Microdata anonymization

Statistical agencies and other data producers are increasingly publishing microdata obtained from sample surveys, censuses, and administrative data collection systems. The dissemination of microdata is made necessary by a high demand from the research community, a push for transparency, and sometimes by legal or contractual obligations. This must be done in such a way that the confidentiality of the information provided by respondents is preserved.

In this section we present:

The main principles associated with microdata anonymization
Various techniques used for measuring the disclosure risk
Methods available for reducing the disclosure risk
Methods for assessing the resulting information loss

Links to available tools are also provided, as well as a compilation of practices.

Anonymization is typically required for the production of public use files, and to a lesser extent, for generating licensed files. But anonymization is only one of many solutions to minimize the risk of disclosure when distributing microdata. Other legal and organizational measures contribute to this endeavor as well. For datasets provided to selected bona fide users, the legal agreement may include a higher level of security than anonymization alone (see the section on formulating a data dissemination policy).

Three guides have been produced:

Theory Guide - which provides an overview of common methods as well as of the SDC process,
Practice Guide - which describes how to apply methods using the command line interface for the R package sdcMicro and,
Manual for sdcApp - a graphic user interface for sdcMicro for users not comfortable using R from the command line.

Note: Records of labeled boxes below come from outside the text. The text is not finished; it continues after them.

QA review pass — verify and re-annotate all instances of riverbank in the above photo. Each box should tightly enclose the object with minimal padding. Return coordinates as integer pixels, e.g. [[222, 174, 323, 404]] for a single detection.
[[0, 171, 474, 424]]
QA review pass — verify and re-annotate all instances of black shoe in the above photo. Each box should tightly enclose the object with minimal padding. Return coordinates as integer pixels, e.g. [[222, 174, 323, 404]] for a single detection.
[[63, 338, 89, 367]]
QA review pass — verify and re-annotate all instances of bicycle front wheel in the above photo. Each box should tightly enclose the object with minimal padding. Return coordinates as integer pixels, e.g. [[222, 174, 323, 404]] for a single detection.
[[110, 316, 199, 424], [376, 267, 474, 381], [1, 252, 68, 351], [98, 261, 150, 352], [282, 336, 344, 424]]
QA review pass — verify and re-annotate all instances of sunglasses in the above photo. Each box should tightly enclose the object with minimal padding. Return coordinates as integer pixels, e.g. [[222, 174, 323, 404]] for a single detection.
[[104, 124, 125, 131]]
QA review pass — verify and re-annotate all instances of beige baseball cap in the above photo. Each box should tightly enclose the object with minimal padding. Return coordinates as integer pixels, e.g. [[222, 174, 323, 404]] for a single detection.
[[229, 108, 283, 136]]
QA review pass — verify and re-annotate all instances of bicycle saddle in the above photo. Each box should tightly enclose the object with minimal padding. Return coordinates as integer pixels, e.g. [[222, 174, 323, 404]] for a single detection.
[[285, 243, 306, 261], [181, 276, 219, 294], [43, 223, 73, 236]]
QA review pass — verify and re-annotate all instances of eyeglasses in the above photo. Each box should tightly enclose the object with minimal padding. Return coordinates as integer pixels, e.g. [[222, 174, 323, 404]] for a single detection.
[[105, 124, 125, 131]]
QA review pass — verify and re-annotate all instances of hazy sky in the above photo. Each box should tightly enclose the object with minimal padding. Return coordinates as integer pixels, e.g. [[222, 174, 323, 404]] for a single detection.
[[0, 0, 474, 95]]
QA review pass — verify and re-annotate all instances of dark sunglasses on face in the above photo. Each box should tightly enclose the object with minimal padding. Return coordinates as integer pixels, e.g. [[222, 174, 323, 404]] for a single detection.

Statistical Disclosure Control for Microdata: Theory

Thijs Benschop and Matthew Welch - 11/12/2019

This guide provides and introduction to the theory of Statistical Disclosure Control (SDC) for microdata. It includes an overview of the most commonly applied methods in SDC, a step-by-step overview of the complete SDC process and many examples from practice in National Statistics Offices (NSOs).
For guidance on the technical implementation of the theory mentioned in the guide, please refer to our guides:
- Statistical Disclosure Control for Microdata: A Practice Guide for guidance on the application of methods and on using sdcMicro from the command-line
- sdcApp manual for guidance on the application of methods and on using the GUI sdcApp available for sdcMicro

Download

Statistical Disclosure Control for Microdata: A Practice Guide

Thijs Benschop, Matthew Welch - June 2016

Releasing data in a safe way is required to protect the integrity of the statistical system, by ensuring agencies honor their commitment to respondents to protect their identity. Agencies do not widely share, in substantial detail, their knowledge and experience using SDC and the processes for creating safe data with other agencies. This makes it difficult for agencies new to the process to implement solutions. We consolidated knowledge from literature as well as from our own experience to inform our discussion of the processes and methods presented in this guide. This guide focuses on the implementation of methods and uses the free R based package sdcMicro for its examples. If you are interested in reading in detail about the theory behind the methods used, we suggest reading our accompanying guide: Statistical Disclosure Control for Microdata: Theory.

Download

Statistical Disclosure Control for Microdata: A Practice Guide - Case Study Data and R Script

June 2016

Download (1 MB)

sdcApp Reference Manual

Thijs Benschop, Matthew Welch - 2019-11-12

This is documentation and guidance for using sdcApp, a graphic user interface for the sdcMicro R package. sdcMicro provides tools for Statistical Disclosure Control (SDC) for microdata, also known as microdata anonymization. For an overview of the theory of SDC for microdata we suggest reading: Statistical Disclosure Control for Microdata: A Theory Guide.

Download

As well as an IHSN Working paper:

Introduction to Statistical Disclosure Control (SDC)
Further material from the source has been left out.